La France en ruine va pouvoir construire ses corvettes en toute souveraineté …
On peut très certainement développer de solides avisos d’environs 2800t, rustiques mais bien armés pour l’outremer, la protection des approches maritimes et l’escorte ASM. Pas besoin d’un projet européen pour ça. En en basant 2 par site outre-mer et une flottille sur chaque façade maritime on peut viser une trentaine de bâtiments à produire de manière industrielle par des chantiers sous-traitant de Naval Group. Sonar de coque, sonar remorqué, 2 nouveaux VLS plus large avec quadpack de missiles (24 Mica, 24 missiles petits missiles rôdeur de frappe polyvalent, 4 Milas), 1x76mm, 8 Exocet, 1 espace pour 2 containers 20pieds, un espace modulaire pour emport des drones avec 2 baies sur les flancs, 1 LMP avec 8 Mistral et 30 roquettes, 1x40mm rapidfire, 1 helico 6t, 2 rampes de mise à l’eau â la poupe pour RHIB). Un outil polyvalent, évolutif, et dissuasif pour les « compétiteurs » qui formera un premier rideau de présence, renseignement et souveraineté.

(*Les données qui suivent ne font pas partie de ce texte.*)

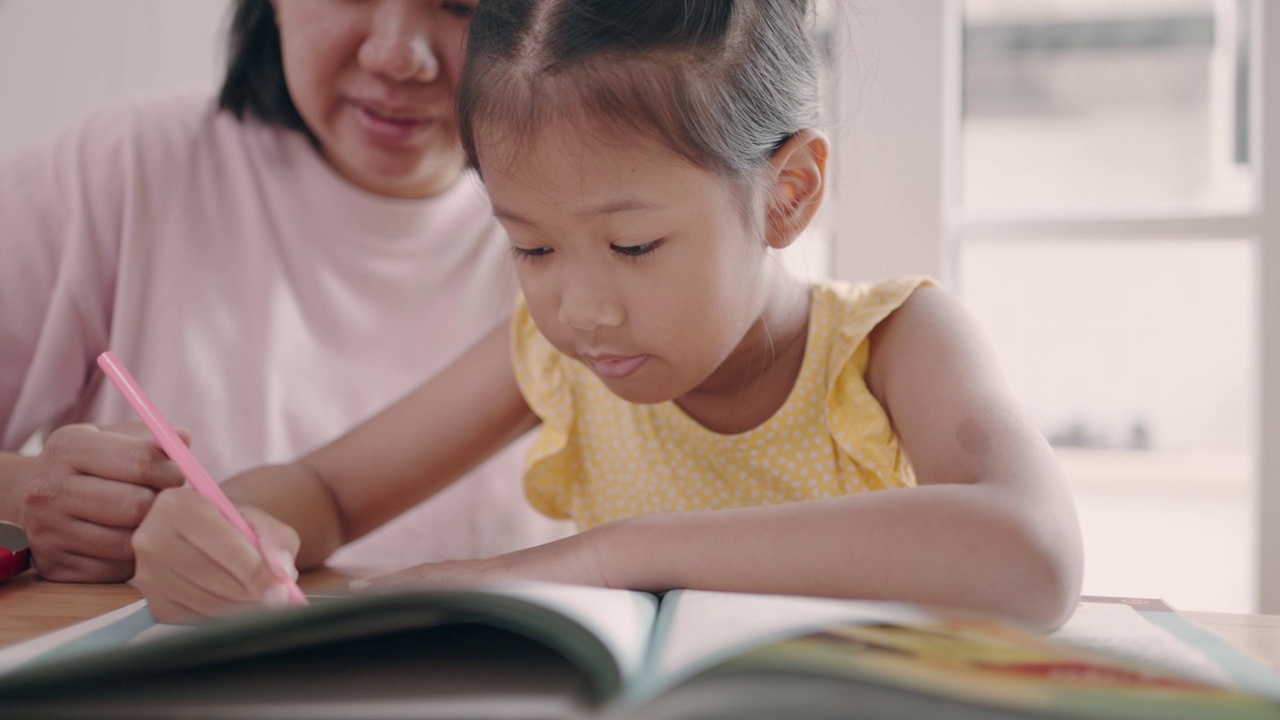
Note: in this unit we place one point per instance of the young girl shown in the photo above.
(704, 418)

Des frégates submersibles type smx-25 seraient un vrai plus pour éclairer les groupes aéronavals, de même que des catamarans LCAT de haute mer pour la flotte amphibie et l’outremer,capables de plager une compagnie mécanisée légère.

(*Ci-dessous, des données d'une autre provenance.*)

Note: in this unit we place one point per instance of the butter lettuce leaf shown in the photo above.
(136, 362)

L’intérêt du SMX25 aujourd’hui serait plutôt de recréer de l’incertitude pour l’adversaire et rehausser la probabilité d’une présence française invisible, afin de le dissuader ; pas d’augmenter le nombre de navires dans un groupe aeronaval dont par definition tout le monde sait déjà qu’il est dans tel carré de 100km. Le concept de SMX25 me semble ainsi plutôt celui d’un navire opérant seul, entre SNA et corvette, pour patrouiller, dissuader et si nécessaire faire mal en attendant les renforts.
@Laurent,
FDI = 700-855 millions €
Gowing 3100 = 350-400 millions €
Gowing 2500 = 375-420 millions €
Gowing 1000 = 80-90 millions €
SMX25 = 300 à 600 millions €, tout de même…
Voir un article intéressant dans “le fauteuil de Colbert“ à ce sujet (2010-SMX25) :
https://lefauteuildecolbert.blogspot.com/2010/10/chronique-de-strategie-et-tactique_18.html
Plus léger qu’une FDI mais plus armée qu’une FREMM ? Vous décrivez une licorne, sans parler des conteneurs ou de la présence d’un sonar remorqué ainsi que d’une rampe à la proue totalement incompatible. Gardez en tête que ces navires doivent en premier lieu avoir une autonomie 2 fois plus importante que les FREMM et qu’ils ne seront pas de premier rang. Franchement si les FLF et les FS sont remplacées par 11 navires avec nativement un sonar de coque et 4 exocet, ce sera déjà excellent. Les silos verticaux seraient presque utopiques, mais je vous rejoins sur les capacités de déploiement d’embarcations de surface avec 4 baies ainsi qu’un large hangar aérien.
On passe nos FDI sous armées en remplacement des Floréal, et en frégate de première ligne on commande a la place des versions « jumbo » a 64 VLS et Brouilleurs?
Inutile de lancer les tomates, je suis déjà sorti =====>[]
On dirait que l’on se rapproche du pragmatisme naval sur l’idéal politique européen.